At this time Steuerverein production was mainly agricultural and largely exported, whilst the consumption of imports per capita was reckoned to be more than double that of the Zollverein. Accession to the Zollverein, under the external tariff then in force, would raise the import duties on articles of consumption, especially on Colonial produce, resulting in an increase in the cost of living, and thus also of production. For example, sugar duties in the Zollverein were 9 thalers per quintal (i.e. a hundredweight or 50 kg), but only 3 thalers in the Steuerverein. The Zollverein duty on wine was 48 thalers per hogshead (this Hanoverian measure being equal to 234 litres), while in the Steuerverein it was only 18 thalers. The same disparity existed between the duties on raw and manufactured iron. The Hanoverian and Prussian thaler (or dollar) was equivalent to 2s 10¾d sterling.

In 1850, Austria proposed an amalgamation of the three customs unions in Germany, that of the Austrian Empire, the Zollverein and the Steuerverein (the first two including territories beyond the German Confederation). However the tariff regimes of the three unions were quite different. The Austrian was hitherto a prohibitive tariff, whilst the Zollverein had a protective tariff and the Steuerverein a financial tariff (i.e. tax raising rather than protecting domestic industry). This scheme if realised would change the tariff of the Zollverein towards higher duties, rather than cause it to be assimilated to the lower tariff of the Steuerverein. Thus the proposal was received with little favour in the Steuerverein, especially the government and press of Hanover.

== End of the Steuerverein ==
However, Prussia decided to draw in the Steuerverein states into the Zollverein, even at the cost of large concessions, which might risk the defection of south German states from the Zollverein.
Negotiations were held between Rudolf von Delbrück, Ministerial-Director of the Prussian Ministry of Commerce and Dr. Otto Klenze, General-Director for Indirect Taxes in the Hanoverian Interior Ministry. As both states wanted to avoid Austria frustrating their progress, this was kept secret.

A treaty was soon agreed between Prussia and Hanover on 7 September 1851, by which Hanover joined the Zollverein on 1 January 1854.

Hanover negotiated most favourable terms. As well as her share of the Zollverein customs and tax revenues in proportion to her population, Hanover received an annual "praecipium", which was a bonus amounting to two-thirds of her entitlement to net receipts of the Zollverein. The initial estimate of the "praecipium" was 767,000 thalers (£115,000 sterling). This was to compensate for the loss of profits from the transit trade, and as a consideration for the greater consumption of taxed articles, such as foreign wines and colonial produce, compare with the Zollverein. Also, import duties on wine, coffee, molasses, tea, and brandy were reduced (by 50% in the case of brandy). Another concession was that British iron could be imported free of duty, for the completion of the Hanoverian railway lines, for a limited period.
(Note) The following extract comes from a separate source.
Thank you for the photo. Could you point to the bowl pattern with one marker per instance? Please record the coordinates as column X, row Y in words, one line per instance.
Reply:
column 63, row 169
Throughout Hanover, where the benefit of low tariffs were greatly valued, the accession to the Zollverein caused much dissatisfaction and a ministerial crisis. However, the treaty was ratified by the legislature in 1852.

This treaty was signed only by Prussia and Hanover. Prussia had not consulted any member of the Zollverein and Hanover had not consulted Oldenburg or Schaumburg-Lippe, who were both forced to follow Hanover into the Zollverein. By an agreement between Hanover and Schaumburg-Lippe on 25 September 1851, the latter adhered to the arrangements in the Prussia-Hanover treaty. Oldenburg acceded by means of a treaty with Hanover and Prussia (jointly) dated 1 March 1, 1852.

Both the Zollverein and Steuerverein treaties were due to expire in 1853, which provided the opportunity to negotiate new terms.